Muscles that haven't been present in humans for more than 250 million years, were actually observed in embryos during the first few months of development thanks to new imaging technology.
A team of researchers led by Dr. Rui Diogo at Howard University using technology that produces high-quality 3D images of human embryos and fetuses, found the transient presence of several human arm and leg muscles that disappeared before they were born.
3D imaging technology enables scientists to view embryos at seven weeks gestation
The technology captures the embryos and fetuses during the first trimester. The research found at seven weeks, there are roughly 30 muscles in the hand and that by week 13 of gestation, 10 of the muscles are fused, resulting in the number of muscles declining to 20.
"It used to be that we had more understanding of the early development of fishes, frogs, chicken, and mice than in our own species, but these new techniques allow us to see human development in much greater detail," wrote Diogo in a press release highlighting the study results. "What is fascinating is that we observed various muscles that have never been described in human prenatal development, and that some of these atavistic muscles were seen even in 11.5-weeks old fetuses, which is strikingly late for developmental atavisms."

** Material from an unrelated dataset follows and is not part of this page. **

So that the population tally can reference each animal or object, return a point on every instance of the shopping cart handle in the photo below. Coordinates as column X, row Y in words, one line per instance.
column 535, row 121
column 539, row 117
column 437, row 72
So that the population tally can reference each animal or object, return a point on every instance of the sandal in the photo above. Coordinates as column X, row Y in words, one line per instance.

Findings suggest humans become more simple in the womb
The muscles that fused are atavistic limb muscles, formed during the early development and disappear as the embryo prepares to enter the world. It flies in the face of evolution in which scientists have long argued that humans become more complex. The new imagery shows some of the anatomical features actually become more simple in the womb.
The findings, which were published in journal Development, provide a new look at how human arms and legs evolved from our ancestors as well as provides deeper insights into human variations and pathologies. Some of the atavistic muscles found in the developing embryos were also found in adults, although it's rare.
"This reinforces the idea that both muscle variations and pathologies can be related to delayed or arrested embryonic development, in this case perhaps a delay or decrease of muscle apoptosis, and helps to explain why these muscles are occasionally found in adult people. It provides a fascinating, powerful example of evolution at play," said Diogo.